26.8: Percentage of residents who live at or below the federal poverty level
59: who are from communites of color
8.5 – 9.7: Percentage of adults who have been diagnosed with COPD, emphysema or chronic bronchitis
Polluting industries: Kapstone Paper and Packaging, Perdue Farms
Royal Pest Solutions has proposed building a log fumigation in Scotland Neck. It would emit up to 10 tons of methyl bromide into the air each year. The Atlantic Coast Pipeline would also route through the county.

Hertford County

33.8: Percentage of Ahoskie residents who live at or below the federal poverty level
22.7 – 23.9: Percentage of county residents who report their health is fair or poor
Enviva wood pellets operates a facility there.

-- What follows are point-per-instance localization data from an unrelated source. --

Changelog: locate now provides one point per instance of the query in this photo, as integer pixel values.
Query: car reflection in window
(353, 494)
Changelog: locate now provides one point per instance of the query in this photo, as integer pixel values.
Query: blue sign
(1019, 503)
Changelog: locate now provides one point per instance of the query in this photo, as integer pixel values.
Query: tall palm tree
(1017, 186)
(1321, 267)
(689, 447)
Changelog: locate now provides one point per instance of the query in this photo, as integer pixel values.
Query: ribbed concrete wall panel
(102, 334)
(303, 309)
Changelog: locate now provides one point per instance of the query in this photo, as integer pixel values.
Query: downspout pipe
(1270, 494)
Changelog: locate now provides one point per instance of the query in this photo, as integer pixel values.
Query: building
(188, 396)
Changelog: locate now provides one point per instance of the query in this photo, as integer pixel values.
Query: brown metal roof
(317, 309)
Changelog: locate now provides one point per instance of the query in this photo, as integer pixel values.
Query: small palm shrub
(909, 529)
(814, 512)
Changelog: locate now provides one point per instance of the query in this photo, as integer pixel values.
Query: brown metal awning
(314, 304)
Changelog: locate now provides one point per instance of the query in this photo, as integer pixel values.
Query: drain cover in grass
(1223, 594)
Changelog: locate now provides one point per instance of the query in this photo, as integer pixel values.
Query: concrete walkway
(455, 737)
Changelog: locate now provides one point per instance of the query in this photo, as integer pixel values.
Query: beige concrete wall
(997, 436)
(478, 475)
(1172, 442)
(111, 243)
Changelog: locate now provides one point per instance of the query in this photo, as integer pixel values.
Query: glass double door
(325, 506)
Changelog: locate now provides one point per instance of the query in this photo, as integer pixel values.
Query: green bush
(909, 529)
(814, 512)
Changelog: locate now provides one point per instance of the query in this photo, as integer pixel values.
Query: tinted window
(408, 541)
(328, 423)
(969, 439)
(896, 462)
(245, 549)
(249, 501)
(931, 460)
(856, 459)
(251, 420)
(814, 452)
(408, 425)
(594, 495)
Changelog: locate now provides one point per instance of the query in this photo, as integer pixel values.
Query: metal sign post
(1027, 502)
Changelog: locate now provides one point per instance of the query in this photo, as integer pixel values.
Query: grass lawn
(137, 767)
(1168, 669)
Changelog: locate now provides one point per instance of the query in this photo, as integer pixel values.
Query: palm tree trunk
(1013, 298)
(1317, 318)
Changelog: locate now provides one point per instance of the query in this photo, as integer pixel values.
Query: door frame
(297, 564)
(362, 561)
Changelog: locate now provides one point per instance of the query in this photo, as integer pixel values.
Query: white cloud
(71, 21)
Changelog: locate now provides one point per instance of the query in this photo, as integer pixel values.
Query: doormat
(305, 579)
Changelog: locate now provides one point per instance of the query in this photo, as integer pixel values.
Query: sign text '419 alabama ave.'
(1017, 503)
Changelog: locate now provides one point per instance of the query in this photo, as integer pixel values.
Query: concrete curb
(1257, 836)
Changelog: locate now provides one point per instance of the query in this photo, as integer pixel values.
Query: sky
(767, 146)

One-Hour Martinizing, a former dry cleaners in Durham, is on the state’s Superfund list. Harmful vapors and a solvent plume have been found at and adjacent to the site.

Northampton County

59: percentage of residents who are persons of color
27.5 –29.6: Percentage of adults who report having a disability
Polluting industries include an Enviva wood pellet plant, two coal ash dumps (they are not owned by Duke Energy), and a third one proposed by the VistaGreen company. The Atlantic Coast Pipeline would enter North Carolina in Pleasant Hill, where Dominion Energy and Duke Energy also plan to build a compressor station.

Robeson County

75: Percentage of residents who are persons of color
41: Of those people, percentage that are American Indian
27.8: Percentage of residents who live at or below the federal poverty level
The Atlantic Coast Pipeline would route through Robeson County. Piedmont Natural Gas just announced it plans to build a liquified natural gas operation there.